The North American retail industry has increased its use of airfreight to meet rising demand and respond to supply chain bottlenecks as sales look set to continue to increase.
In first-quarter results calls, a series of companies outlined the supply chain issues that had faced so far this year and how they had turned to airfreight to mitigate delays and capitalise on rising demand.
Mike Shaffer, chief operating and financial officer at clothing firm PVH Corp, which own brands such as Tommy Hilfiger and Calvin Klein, said that it was monitoring supply chain headwinds and contemplates certain inventory delays of four to six weeks on average.
He said that in order to maintain its sales plan for the second half of the year it use additional airfreight as well as “other costs”.
As well as delays to transport operations, factories reducing output due to Covid lockdowns was also resulting in the company needing to turn to faster modes of transport.
“On the supply side, we are seeing uncertainty,” Shaffer said in May. “There are delays, but there is just some uncertainty surrounding the supply as well.
“So as we look at some of the countries where we do significant amounts of business, India for knits and Sri Lanka for underwear, those countries are under lockdowns.”
He added: “We have many different modes of expedited freight. So, we can use faster ships, believe it or not, our air freight. We have found airfreight constrained. There were not a lot of flights.”
Levi Strauss & Co executive vice president and chief financial officer Harmit Singh said that the company had been carefully monitoring bottlenecks in the supply chain and added that it had experienced delays.

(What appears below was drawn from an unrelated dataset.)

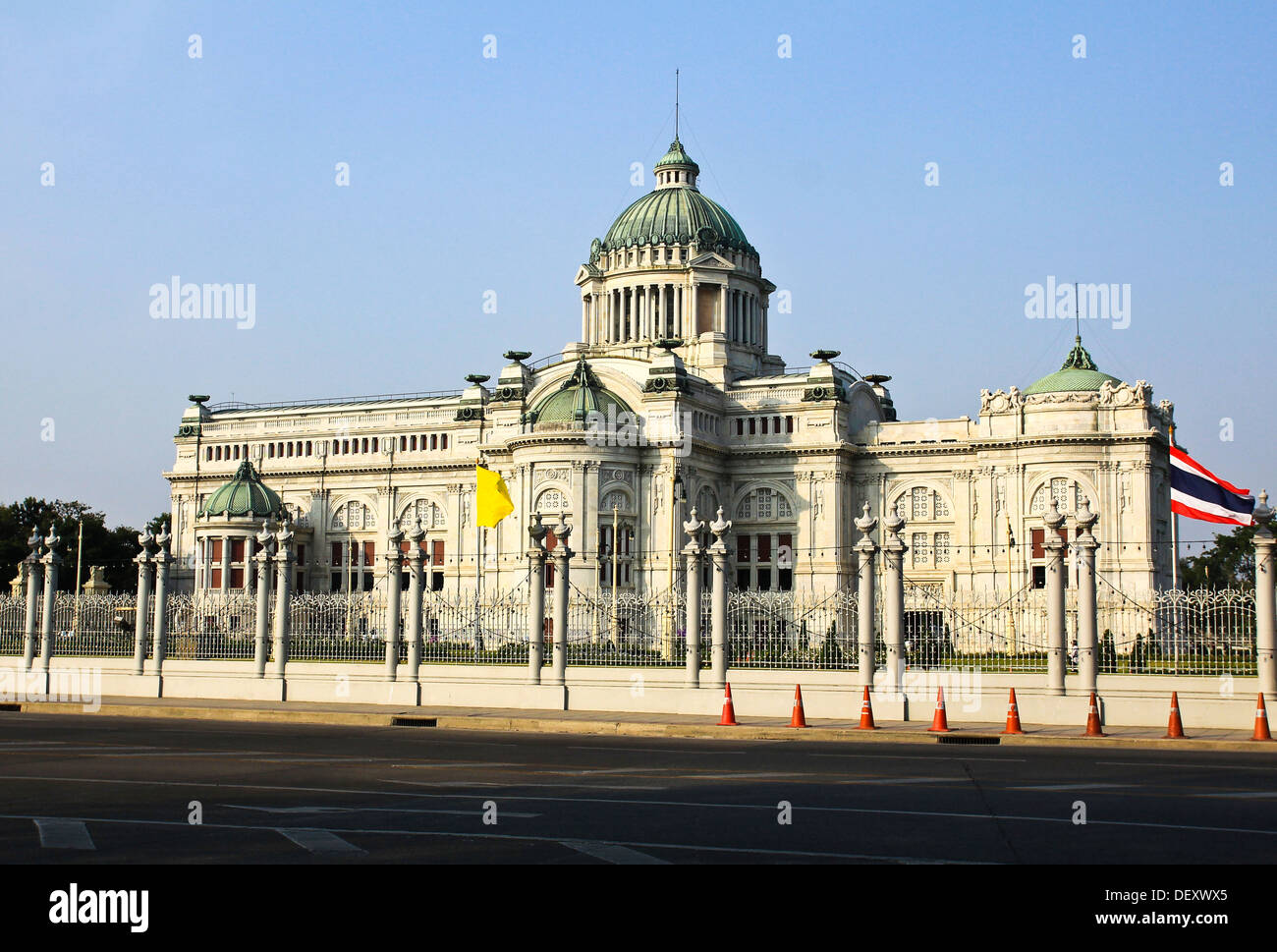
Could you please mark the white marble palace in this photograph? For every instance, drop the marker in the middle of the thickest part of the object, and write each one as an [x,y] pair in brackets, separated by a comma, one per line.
[672,400]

“We’ve been able to offset the impact of the delay in quarter one and we think we can offset that in quarter two.
“In terms of cost, as I mentioned, in the last quarter we negotiated capacity and that allowed us — is allowing us to offset some of the increases that we can see.
“We have had to increase our airfreight but given the strong gross margin we had overall I think that’s again being offset — at least in the short term.”
Athletic apparel retailer Lululemon said that it had been strategically using airfreight to offset supply chain issues, although even air cargo capacity had been constrained.
Chief financial officer Meghan Frank said: “While we continue to see some delayed inventory receipts due to issues at the ports, our team is strategically using airfreight, and we are comfortable with the level and composition of our inventory as we move into second quarter.
She added: “Inventory was certainly one area where we postured to drive for growth, both throughout 2020 as we navigated the pandemic and then into 2021.
“The team has been really proactive in strategically leveraging airfreight to meet demand and we do have the ability to chase categories and keeping a close eye on what’s going on with the supply chain, but we feel really well positioned to navigate through this year.”
Meanwhile, the US National Retail Federation is expecting demand to continue to soar, putting pressure on supply chains.
“Vaccine rates are increasing, shoppers are back in stores and retail supply chains are working overtime,” NRF vice president for supply chain and customs policy Jonathan Gold said.
“There’s no shortage of demand from consumers, but there continue to be shortages of labor, equipment and shipping capacity to meet that demand. Supply chain disruptions, port congestion and rising shipping costs could continue to be challenges through the end of the year.”
As well as factory output being affected by lockdowns, container equipment shortages, congestion at ports, the Suez Canal blockage also hit the ocean freight sector in the first half of the year.
Meanwhile, airfreight capacity continues to be constrained. Statistics from Accenture’s Seabury Consulting showing that at the start of May global airfreight capacity was down by around 9% compared with the same month in 2019.